Fred, returning home from the disappointing duck hunt at Marsh Pond, was seen by Clarence, who suddenly decided to let his brother know that he still lived. The reader may imagine the state of mind into which this meeting between the brothers threw Fred Sage. It was this mental condition which caused his thoughts to wander in the football game that afternoon and made him responsible for much of the bad playing and many of the flukes which prevented the home team from piling up a bigger score in the earlier stages of the game, and thus encouraged the visitors to keep plugging with all the energy and aggressiveness they could work up, until eventually they swept Oakdale down in defeat.

For two nights Clarence Sage slept upon some blankets in the stable granary. After seeing and talking with Clarence several times, Fred decided that their father should be taken into the great secret—should be told that the boy he thought dead was still living.

“If I know father,” argued Fred, “and I think I do, it will do him a heap of good. On the other hand, I’m just as sure that it would be a big mistake to let mother know. She’d want you to stay near her, that she might be able to see you, and she would live in constant terror lest the truth become known and you were taken back to prison. She has struggled hard to forget you in a way, Clarence—that is, to put you out of her mind so that she might cease to brood over that dreadful thing.”

Clarence agreed with Fred, and thus it came about that on Sunday old Andrew Sage came to know the amazing truth that his unfortunate son still lived. While Fred entertained his mother in the house the bewildered father talked with Clarence in the stable.
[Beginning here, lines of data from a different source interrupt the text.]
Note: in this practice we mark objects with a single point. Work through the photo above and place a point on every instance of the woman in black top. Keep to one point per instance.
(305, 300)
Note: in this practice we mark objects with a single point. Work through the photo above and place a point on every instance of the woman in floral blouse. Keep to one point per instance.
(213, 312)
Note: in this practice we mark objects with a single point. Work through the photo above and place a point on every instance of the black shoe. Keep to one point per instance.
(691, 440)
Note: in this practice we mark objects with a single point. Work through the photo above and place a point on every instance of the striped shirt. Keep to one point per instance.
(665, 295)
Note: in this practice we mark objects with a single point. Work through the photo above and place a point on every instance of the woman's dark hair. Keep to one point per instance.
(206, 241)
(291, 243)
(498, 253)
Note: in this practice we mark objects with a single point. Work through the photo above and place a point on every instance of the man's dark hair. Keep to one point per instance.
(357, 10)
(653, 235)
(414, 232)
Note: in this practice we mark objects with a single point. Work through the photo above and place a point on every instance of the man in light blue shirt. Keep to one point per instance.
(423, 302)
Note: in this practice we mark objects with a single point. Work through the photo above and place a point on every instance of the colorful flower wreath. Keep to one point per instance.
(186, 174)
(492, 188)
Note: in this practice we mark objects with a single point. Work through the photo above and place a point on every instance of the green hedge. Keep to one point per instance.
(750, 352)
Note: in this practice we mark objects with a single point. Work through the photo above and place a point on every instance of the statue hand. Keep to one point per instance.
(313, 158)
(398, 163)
At first old Andrew had thought that his wife must be told, but it was not difficult to convince him that this would be unwise. He spent as much time as possible talking with Clarence, who told him briefly the story of his experiences since escaping from prison, and together they laid plans for the future. Only once did Clarence declare to his father his innocence of the crime for which he had been convicted. Mr. Sage checked him promptly, stating positively that such a protestation was unnecessary, as he had never permitted himself for a single instant to entertain any doubts upon that point.
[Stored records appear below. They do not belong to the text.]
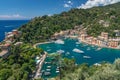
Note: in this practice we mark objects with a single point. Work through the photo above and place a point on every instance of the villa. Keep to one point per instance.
(5, 50)
(10, 36)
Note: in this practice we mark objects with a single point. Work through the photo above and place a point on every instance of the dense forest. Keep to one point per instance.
(105, 71)
(20, 64)
(96, 20)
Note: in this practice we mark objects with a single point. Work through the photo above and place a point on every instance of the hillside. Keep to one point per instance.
(96, 20)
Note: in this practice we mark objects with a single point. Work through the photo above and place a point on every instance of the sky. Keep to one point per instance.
(27, 9)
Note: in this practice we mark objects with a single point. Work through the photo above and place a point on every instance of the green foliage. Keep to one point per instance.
(20, 64)
(40, 29)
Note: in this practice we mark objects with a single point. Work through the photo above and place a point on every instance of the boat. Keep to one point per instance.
(59, 41)
(87, 57)
(98, 49)
(60, 51)
(97, 64)
(68, 53)
(49, 50)
(77, 50)
(48, 66)
(77, 42)
(48, 69)
(47, 73)
(88, 48)
(57, 71)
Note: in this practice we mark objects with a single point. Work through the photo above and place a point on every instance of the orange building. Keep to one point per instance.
(104, 35)
(113, 43)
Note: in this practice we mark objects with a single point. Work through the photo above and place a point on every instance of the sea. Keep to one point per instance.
(9, 25)
(81, 52)
(78, 50)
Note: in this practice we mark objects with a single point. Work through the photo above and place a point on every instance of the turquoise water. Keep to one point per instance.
(97, 55)
(53, 64)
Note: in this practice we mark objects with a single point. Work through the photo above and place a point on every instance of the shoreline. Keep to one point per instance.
(35, 45)
(100, 46)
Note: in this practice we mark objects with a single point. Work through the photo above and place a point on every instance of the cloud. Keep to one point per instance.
(68, 4)
(14, 16)
(93, 3)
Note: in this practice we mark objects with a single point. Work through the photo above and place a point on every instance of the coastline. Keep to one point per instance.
(100, 46)
(35, 45)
Clarence thought of going away Sunday night, but he had no money in his pocket, and, learning this, his father practically commanded him to wait until Monday, when he would draw from the bank and furnish the wanderer with funds, which might be taken as a loan and repaid when convenient. Thus it happened that Clarence lingered, finally to be captured as one of the bank robbers by Constable Hubbard.

As he had expected, when he hurried into the house to quiet her apprehensions, Fred found his mother much disturbed by the presence of the armed men whom she had seen through the windows.

“What does it mean, my boy?” she asked, her face quite pale. “Why are they here?”